Many vendors have also embraced open standards, because their role in the ecosystem as either
provider of horizontal infrastructure or networking capability necessitates it. It's also their desire
to participate in markets dominated by other players, who use their market position to promote
their proprietary interfaces. Some vendors have been successful in exploiting what economists
call the network effect—the tendency toward adoption of a common platform owing to the
intersecting interests and interdependencies of ecosystem participants, including consumers. In
turn, these companies have been able to exert control over programming interfaces and document
formats to protect their market positions.
The advantages of open standards to utility computing are significant:

• Allows disparate and previously incompatible hardware and software from multiple
vendors to work together seamlessly
• Can allow different network protocols to work together
• Substantial IT costs and savings
• Breaks down the barriers of proprietary systems by providing common platforms
• Decreases or spread the complexity of architectures and systems in general
• Savings on capital expenses, as existing computing resources can be used instead of
purchasing new machines
• Lower operating costs

Flexibility and independence are the watchwords of the future.

Conclusions
Utility computing has the potential for wide-reaching business benefits.
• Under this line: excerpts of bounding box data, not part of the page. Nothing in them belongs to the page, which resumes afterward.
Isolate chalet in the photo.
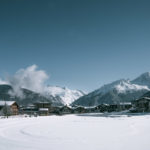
[38,108,49,116]
[118,102,132,111]
[95,104,109,112]
[132,97,150,112]
[20,104,38,115]
[0,101,19,116]
[59,105,73,114]
[34,102,52,116]
[73,106,87,113]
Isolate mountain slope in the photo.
[0,85,85,105]
[73,73,150,106]
[44,86,85,105]
[0,85,63,105]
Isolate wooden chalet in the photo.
[0,100,19,116]
[132,97,150,112]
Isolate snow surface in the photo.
[95,79,150,94]
[45,86,85,105]
[0,114,150,150]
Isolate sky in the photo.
[0,0,150,92]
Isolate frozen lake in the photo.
[0,115,150,150]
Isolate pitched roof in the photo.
[0,100,15,106]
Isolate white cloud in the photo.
[7,65,49,97]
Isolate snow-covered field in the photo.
[0,115,150,150]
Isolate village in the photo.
[0,97,150,117]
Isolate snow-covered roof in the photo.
[120,102,131,105]
[0,100,15,106]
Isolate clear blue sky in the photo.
[0,0,150,91]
By freeing resources
from specific tasks, it becomes easier to manage applications and systems. This directly impacts
total cost of ownership and leads to significant capital savings. Furthermore, by treating their IT
infrastructure as a utility, companies become much more flexible and agile in their management
and support of all resources—what people are calling the dynamic or adaptive enterprise. IDC
asked more than 400 customers worldwide to list the most valuable potential benefit of utility
computing. The number one answer was lowering IT operating costs.

Over the next few years, customers will address one of their main concerns—high data center
management costs—by adopting platform monitoring and management tools. Then they will
move into server- and application-level provisioning embedded in utility computing. It's a great
technology that can help IT, end users, and management to deliver value and services quickly
and with flexibility to meet the swings in demand.